Evelyn sussultò impercettibilmente, percependo una sfida che non voleva accettare. Non con Gabriel. Quell’uomo l’aveva sempre attratta. Il suo saper essere così distante da lei, in ogni situazione tranne che quando erano a letto, l’attraeva profondamente. Voleva sfidarlo. Era uno dei pochi che non si era innamorato di lei. Uno dei pochi che l’aveva trattata per quello che era: una bella ed affascinante donna di quarant’anni da portarsi a letto e godere per alcune ore. Questo la faceva imbestialire e qualcosa in lei aveva  fatto partire la sfida assurda di farlo innamorare. Qualcosa che conosceva bene: la confessione di Lauren che lei e Gabriel stavano insieme.
-         Ascolta, non è per questo che ti ho invitato. Se vuoi parlare di lavoro, fissa un appuntamento con la mia segretaria. Domani riparto per New York ma tra un mese sarò di nuovo qui per vedere alcuni clienti. Vengo nel tuo ufficio e mi delucidi tutti i dubbi che hai sul nuovo modello...
-         Evelyn – la interruppe Gabriel – ne ho solo uno: non è trasparente. Il resto dei bug continueremo a segnalarteli, stai tranquilla. Ma voglio che rendiate pubblico il modello e la sorgente dei dati perchè siate controllabili. La vostra posizione di monopolio dovrebbe rendervi tranquilli sul fatto che pur dando disclosure nessuno vi possa spiazzare...
-         Gabriel ti prego...
-         Va bene. Ceniamo adesso. – le accordò Gabriel a malincuore.

La serata trascorse in tutta tranquillità. Evelyn raccontò a Gabriel la sua ascesa all’interno della società e Gabriel fece altrettanto. Parlarono delle responsabilità crescenti, dell’impossibilità di avere una vita privata decente e si confessarono le reciproche storie, quella di Gabriel con Lauren e quella di Evelyn con Dick.
Alla fine della cena, Evelyn insistette per pagare, con la scusa che avrebbe scaricato tutto sulla società, ma Gabriel fu ostinato più di lei e saldò personalmente il conto. Quando furono fuori, Evelyn lo sfidò:
-         E’ una bella serata. Che ne dici di andare a fare un giro sul fiume?

Gabriel accettò. Del resto una passeggiata non avrebbe cambiato i suoi scrupoli verso Lauren. E poi fino ad allora era riuscito a tenersi lontano da Evelyn come Lauren avrebbe voluto.

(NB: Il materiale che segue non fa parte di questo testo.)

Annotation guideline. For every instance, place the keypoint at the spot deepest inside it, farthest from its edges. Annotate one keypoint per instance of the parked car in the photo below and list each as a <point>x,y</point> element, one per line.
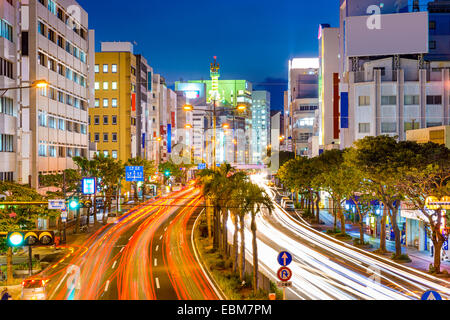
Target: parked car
<point>34,289</point>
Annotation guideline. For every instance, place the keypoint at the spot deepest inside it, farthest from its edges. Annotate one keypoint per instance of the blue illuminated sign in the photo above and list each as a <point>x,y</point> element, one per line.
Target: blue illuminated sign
<point>169,138</point>
<point>88,186</point>
<point>134,173</point>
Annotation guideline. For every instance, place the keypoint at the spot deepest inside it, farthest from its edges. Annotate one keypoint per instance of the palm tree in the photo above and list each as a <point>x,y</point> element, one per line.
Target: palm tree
<point>254,201</point>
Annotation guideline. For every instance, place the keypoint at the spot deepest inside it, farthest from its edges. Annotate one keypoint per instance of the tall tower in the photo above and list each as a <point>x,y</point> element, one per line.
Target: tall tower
<point>215,75</point>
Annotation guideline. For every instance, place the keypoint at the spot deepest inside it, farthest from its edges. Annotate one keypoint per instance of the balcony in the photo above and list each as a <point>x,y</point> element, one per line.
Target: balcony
<point>386,75</point>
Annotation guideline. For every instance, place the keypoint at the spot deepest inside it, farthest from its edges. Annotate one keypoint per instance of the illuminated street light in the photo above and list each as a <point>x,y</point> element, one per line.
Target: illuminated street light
<point>40,84</point>
<point>241,108</point>
<point>188,107</point>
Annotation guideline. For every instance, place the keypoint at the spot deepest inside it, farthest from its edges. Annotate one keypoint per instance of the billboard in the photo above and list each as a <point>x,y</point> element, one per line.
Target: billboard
<point>387,34</point>
<point>195,93</point>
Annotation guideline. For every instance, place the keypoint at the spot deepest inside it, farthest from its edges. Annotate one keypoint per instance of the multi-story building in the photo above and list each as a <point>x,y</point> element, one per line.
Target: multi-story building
<point>260,126</point>
<point>113,116</point>
<point>328,113</point>
<point>199,120</point>
<point>233,143</point>
<point>392,82</point>
<point>10,152</point>
<point>165,103</point>
<point>56,46</point>
<point>301,104</point>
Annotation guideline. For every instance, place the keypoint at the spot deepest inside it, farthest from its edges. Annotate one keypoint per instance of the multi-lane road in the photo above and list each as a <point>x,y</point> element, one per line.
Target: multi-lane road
<point>326,268</point>
<point>148,254</point>
<point>145,254</point>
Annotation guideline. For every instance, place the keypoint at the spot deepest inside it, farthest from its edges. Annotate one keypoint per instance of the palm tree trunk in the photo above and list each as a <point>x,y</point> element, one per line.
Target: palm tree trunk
<point>397,233</point>
<point>335,216</point>
<point>383,231</point>
<point>242,264</point>
<point>437,253</point>
<point>235,243</point>
<point>9,271</point>
<point>317,207</point>
<point>342,218</point>
<point>225,232</point>
<point>255,255</point>
<point>216,229</point>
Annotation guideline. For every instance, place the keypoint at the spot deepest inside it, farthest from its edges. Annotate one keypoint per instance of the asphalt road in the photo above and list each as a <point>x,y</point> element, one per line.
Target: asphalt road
<point>146,254</point>
<point>327,269</point>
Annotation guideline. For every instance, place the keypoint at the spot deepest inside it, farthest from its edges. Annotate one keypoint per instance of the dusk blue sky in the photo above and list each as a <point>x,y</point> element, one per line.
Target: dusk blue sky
<point>253,39</point>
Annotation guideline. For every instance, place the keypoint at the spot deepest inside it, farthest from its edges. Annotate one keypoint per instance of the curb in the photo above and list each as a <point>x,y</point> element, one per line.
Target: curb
<point>211,280</point>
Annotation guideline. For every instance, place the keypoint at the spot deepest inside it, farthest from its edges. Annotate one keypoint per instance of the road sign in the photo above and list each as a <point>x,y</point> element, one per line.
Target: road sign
<point>134,173</point>
<point>284,258</point>
<point>284,274</point>
<point>88,186</point>
<point>431,295</point>
<point>58,204</point>
<point>284,284</point>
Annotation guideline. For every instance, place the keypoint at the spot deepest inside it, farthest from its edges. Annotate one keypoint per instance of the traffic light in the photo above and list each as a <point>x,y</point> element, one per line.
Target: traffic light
<point>30,238</point>
<point>74,204</point>
<point>86,204</point>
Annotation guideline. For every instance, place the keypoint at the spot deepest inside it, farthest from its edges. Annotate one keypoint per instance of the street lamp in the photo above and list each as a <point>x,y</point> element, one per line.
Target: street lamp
<point>38,84</point>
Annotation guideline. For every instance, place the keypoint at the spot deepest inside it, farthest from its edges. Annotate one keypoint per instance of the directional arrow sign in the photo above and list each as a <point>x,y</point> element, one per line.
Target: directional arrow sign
<point>431,295</point>
<point>284,258</point>
<point>284,284</point>
<point>284,274</point>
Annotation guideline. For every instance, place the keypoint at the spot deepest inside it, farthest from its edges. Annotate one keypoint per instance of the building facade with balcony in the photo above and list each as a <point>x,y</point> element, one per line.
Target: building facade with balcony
<point>301,104</point>
<point>10,148</point>
<point>56,46</point>
<point>260,125</point>
<point>390,82</point>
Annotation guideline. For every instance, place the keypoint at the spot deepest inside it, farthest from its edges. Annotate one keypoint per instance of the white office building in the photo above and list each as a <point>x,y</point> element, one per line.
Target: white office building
<point>260,126</point>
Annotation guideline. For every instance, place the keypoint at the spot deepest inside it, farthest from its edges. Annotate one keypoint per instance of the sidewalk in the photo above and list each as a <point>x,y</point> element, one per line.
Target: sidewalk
<point>420,260</point>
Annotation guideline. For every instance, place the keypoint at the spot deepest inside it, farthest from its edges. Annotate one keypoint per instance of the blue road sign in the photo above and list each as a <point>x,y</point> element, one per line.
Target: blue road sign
<point>284,274</point>
<point>201,166</point>
<point>134,173</point>
<point>284,258</point>
<point>431,295</point>
<point>88,186</point>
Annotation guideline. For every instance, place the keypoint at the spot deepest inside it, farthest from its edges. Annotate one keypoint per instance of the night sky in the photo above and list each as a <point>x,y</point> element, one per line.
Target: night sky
<point>253,39</point>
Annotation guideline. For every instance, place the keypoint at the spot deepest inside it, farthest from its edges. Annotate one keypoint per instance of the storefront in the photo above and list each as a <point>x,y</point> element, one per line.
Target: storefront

Si diressero lungo Exeter Street e Storrow Drive. Imboccarono il Dr Paul Dudley White Bike Path e si fermarono a chiacchierare sulla Charles River Esplanade.
Quella sera la luna si rifletteva magicamente sul fiume Charles River. Fu Evelyn che ad un certo punto prese l’iniziativa e mentre camminavano afferrò la mano di Gabriel e se la portò lungo i fianchi e all’altezza della vita, accostandosi a lui. Gabriel finse di ignorare un certo imbarazzo e sentì una vecchia eccitazione ripercorrergli il corpo, dal basso verso l’alto. La strinse sulla vita e la portò verso di sé e da lì a spingersela di fronte e baciarla il passo fu davvero breve. Rimasero fermi a baciarsi per lungo tempo. A Evelyn non sembrava vero quello che stava accadendo e Gabriel cercava di scacciare dalla sua mente il fantasma di Lauren, sola a casa che lo immaginava immobilizzato in un ristorante ad una noiosissima cena di lavoro.

Fu Evelyn a staccarsi per prima:
-         Sono al Mandarin. Vuoi passare da me?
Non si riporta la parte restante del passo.